Esmé Home

The Esmé Home does foster-to-adopt for infants who have been abandoned, neglected, abused and/or are at risk of human trafficking. It is also a catalyst to empower the local church to take the initiative to become the solution.

 
 

The Story of Possum Trot is the vision of the Esmé Home.

According to the National center for Juvenile Justice, Its estimated that 60% of child sex trafficking victims in the USA have histories in the child welfare system. Youth without stable families are particularly vulnerable to being exploited by traffickers. Traffickers are targeting and recruiting youth directly from foster care, group homes, and residential placements. The Esmé Home is combating this by being a guarantied safe place for foster children. But the vision is not for just the one Esmé Home.

The Esmé Home vision is that the children in foster care - and those who are waiting to be adopted - shouldn’t be shuffled from home to home, facing multiple placements. Rather, an active and loving church can come around one or more foster-to-adopt families in the congregation and empower them to become great foster families. This allows parents to be there for those kids who can go back to birth families, or become forever families to children who can’t. The Esmé Home multiplies in the local church. There are nearly 600,000 kids in foster care right now. There are about 300,000 churches in America. If these churches catch the vision, the foster care crisis can be solved!

Not everyone needs to foster or adopt! There are many ways to help. These include:

  • offering to be in the nursery or kids programs at church so that when families with foster and adoptive children come to church, they know they are welcome.

  • offering to help a foster or adoptive family with things like baby-sitting, cleaning, servicing a vehicle, household maintenance, date night, lawn care, music lessons, or throwing a ball in the back yard!

  • being teachable, and willing to learn how to handle the kid’s trauma in a way that will bring healing.

  • volunteering time so that foster parents can take the required monthly classes to keep up-to-date, and drive kids to doctor’s appointments, and find time to do the extensive paperwork to file documents to keep records accurate.

  • donating things like diapers, wipes, and gas cards … or asking what the greatest current need is.

  • foster families like and including the Esmé Home walk by faith. These bring on the best testimonies! One foster family in our circle of contacts was just given a home! Another was handed a turkey. Another received a vehicle because they had outgrown the one they had. The Lord knows just what is needed and He uses His Body to achieve His goals!

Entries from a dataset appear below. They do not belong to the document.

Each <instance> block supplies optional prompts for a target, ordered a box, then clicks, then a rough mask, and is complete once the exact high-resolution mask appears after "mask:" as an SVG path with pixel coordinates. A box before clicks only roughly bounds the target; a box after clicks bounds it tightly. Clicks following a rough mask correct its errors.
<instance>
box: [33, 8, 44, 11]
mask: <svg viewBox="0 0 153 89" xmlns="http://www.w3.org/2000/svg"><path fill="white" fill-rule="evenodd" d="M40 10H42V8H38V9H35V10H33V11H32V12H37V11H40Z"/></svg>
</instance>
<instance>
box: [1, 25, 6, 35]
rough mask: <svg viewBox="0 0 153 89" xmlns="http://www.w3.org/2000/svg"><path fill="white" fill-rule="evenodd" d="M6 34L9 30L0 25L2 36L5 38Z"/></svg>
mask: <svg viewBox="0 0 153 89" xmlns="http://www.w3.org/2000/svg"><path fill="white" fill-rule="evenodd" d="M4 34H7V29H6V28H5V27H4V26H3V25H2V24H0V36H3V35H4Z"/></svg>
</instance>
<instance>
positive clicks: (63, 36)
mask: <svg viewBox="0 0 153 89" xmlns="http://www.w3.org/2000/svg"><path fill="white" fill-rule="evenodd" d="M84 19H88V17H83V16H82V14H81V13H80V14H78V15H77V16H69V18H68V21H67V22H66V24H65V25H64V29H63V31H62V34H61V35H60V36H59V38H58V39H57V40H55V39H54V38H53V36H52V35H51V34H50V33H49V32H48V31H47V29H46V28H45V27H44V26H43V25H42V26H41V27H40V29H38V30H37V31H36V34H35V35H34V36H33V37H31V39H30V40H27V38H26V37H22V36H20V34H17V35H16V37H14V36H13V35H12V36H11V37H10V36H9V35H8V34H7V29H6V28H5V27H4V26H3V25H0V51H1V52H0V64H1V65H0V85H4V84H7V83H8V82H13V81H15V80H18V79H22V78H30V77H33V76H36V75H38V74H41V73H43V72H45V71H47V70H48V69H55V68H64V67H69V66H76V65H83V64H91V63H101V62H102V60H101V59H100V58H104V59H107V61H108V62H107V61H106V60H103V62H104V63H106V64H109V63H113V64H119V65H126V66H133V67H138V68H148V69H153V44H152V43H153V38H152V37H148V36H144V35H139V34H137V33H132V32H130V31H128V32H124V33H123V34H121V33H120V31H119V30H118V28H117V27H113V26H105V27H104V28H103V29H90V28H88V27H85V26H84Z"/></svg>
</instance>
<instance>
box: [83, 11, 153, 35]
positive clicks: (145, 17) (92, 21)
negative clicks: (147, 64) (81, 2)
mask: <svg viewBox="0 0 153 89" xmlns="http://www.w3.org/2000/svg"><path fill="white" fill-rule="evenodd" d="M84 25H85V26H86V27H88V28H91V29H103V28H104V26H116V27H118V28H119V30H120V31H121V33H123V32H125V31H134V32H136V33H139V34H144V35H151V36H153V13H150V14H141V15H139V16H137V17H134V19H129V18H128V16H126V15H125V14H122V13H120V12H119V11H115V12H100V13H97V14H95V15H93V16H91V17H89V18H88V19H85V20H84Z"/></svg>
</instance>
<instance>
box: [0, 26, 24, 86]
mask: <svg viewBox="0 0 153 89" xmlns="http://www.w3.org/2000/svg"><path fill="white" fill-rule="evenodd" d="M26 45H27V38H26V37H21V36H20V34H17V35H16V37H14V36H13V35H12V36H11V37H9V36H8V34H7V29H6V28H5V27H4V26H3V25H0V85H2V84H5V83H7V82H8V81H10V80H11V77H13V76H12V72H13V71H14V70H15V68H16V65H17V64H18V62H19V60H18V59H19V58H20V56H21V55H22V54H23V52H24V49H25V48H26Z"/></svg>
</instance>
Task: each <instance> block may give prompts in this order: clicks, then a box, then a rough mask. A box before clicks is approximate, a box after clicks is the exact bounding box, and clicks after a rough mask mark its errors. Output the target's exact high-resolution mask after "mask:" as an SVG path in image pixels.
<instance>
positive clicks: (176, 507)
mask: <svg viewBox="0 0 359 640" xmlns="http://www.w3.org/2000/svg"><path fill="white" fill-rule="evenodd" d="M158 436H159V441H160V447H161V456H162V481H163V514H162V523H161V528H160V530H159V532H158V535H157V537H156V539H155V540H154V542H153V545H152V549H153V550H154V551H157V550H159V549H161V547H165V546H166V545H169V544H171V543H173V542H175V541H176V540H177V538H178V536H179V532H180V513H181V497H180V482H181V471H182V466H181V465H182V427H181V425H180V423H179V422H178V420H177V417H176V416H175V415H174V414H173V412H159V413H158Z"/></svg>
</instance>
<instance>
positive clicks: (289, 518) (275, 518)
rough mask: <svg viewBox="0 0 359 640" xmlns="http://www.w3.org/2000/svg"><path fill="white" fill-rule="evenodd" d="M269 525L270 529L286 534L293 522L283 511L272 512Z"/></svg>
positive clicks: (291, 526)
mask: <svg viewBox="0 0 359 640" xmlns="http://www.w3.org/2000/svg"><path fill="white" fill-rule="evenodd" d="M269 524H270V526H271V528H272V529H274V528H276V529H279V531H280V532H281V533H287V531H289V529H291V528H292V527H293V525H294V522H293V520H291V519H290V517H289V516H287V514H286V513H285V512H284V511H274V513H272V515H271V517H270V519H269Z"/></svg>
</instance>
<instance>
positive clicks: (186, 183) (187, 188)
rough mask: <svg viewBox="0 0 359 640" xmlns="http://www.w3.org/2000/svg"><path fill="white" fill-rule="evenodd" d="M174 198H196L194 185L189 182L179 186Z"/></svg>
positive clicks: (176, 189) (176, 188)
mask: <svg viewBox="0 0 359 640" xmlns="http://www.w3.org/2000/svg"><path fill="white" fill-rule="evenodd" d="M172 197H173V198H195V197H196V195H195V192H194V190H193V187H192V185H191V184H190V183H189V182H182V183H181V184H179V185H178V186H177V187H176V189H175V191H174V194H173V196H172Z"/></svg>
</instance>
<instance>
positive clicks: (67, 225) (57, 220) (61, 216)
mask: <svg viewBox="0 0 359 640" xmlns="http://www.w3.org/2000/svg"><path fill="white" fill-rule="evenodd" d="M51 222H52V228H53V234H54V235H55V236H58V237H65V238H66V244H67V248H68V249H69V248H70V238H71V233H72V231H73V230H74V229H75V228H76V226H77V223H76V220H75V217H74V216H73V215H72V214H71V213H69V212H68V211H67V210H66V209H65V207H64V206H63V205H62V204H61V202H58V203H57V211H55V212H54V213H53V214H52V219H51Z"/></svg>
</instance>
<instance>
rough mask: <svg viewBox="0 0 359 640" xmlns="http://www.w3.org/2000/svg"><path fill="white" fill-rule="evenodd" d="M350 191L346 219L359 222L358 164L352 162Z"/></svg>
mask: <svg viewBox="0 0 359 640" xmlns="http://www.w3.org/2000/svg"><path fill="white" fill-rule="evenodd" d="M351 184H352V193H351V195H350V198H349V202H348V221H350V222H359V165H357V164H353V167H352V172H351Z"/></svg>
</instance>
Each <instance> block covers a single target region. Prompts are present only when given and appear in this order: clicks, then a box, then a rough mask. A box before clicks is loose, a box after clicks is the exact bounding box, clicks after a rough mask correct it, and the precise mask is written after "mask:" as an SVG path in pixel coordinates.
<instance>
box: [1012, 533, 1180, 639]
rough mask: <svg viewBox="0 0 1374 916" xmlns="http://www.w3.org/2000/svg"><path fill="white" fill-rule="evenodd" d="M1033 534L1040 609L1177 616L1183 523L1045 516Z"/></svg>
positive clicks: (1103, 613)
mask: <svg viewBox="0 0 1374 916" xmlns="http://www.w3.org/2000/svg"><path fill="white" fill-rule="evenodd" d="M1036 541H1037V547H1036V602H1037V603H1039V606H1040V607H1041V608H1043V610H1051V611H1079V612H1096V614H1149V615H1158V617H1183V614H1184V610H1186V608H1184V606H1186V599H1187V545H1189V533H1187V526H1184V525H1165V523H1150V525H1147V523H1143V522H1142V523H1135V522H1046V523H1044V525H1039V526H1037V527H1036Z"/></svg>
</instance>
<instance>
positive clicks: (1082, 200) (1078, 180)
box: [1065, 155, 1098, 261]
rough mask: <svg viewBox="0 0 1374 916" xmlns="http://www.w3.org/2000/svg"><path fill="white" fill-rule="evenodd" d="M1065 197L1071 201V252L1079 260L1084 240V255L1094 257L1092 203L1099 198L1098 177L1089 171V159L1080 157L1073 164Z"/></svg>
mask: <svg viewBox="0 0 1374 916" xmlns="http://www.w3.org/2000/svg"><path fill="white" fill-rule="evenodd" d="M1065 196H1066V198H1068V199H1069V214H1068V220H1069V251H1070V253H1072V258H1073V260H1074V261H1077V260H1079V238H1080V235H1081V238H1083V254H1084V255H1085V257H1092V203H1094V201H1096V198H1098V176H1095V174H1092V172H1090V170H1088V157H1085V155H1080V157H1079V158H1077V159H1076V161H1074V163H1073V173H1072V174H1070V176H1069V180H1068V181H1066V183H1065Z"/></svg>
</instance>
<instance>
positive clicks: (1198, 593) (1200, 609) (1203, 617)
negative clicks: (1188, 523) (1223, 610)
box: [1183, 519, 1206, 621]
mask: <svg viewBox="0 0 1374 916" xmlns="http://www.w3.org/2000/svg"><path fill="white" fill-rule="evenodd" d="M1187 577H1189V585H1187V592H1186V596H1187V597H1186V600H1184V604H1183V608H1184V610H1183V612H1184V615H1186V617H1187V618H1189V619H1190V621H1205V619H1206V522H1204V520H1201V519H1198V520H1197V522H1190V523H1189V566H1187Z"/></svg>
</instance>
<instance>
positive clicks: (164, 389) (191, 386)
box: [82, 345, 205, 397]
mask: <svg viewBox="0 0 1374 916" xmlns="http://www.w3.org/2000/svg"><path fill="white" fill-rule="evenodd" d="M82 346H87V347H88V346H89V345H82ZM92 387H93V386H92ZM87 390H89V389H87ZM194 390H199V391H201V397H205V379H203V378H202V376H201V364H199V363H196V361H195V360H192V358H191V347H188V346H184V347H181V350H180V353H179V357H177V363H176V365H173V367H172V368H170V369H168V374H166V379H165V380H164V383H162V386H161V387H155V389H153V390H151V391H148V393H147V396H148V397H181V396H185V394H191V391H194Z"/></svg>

The MAIN POINT is that IF EVERY CHURCH equipped it’s families to foster kids well, and adopt those who couldn’t go home, we would end the foster and adoption crisis in this nation. It currently IS A CRISIS because, roughly 40% of foster children have trafficking allegations which are recorded in the child welfare administrative data. MOST OF THESE HUMAN TRAFFICKING EXPERIENCES WERE PRIOR TO THE AGE OF 18. Most of these WERE SEX TRAFFICKING. 79% of cases indicated that the trafficking occurred during a child welfare placement. Roughly 34% of youth who ran away (either from home in the first place - or from foster care) or were kicked out of home had their first sex trafficking experience at that point. (Office of Administration for Children & Families) Thank you for being willing to step into the gap and partner to end childhood trafficking, trauma and suffering!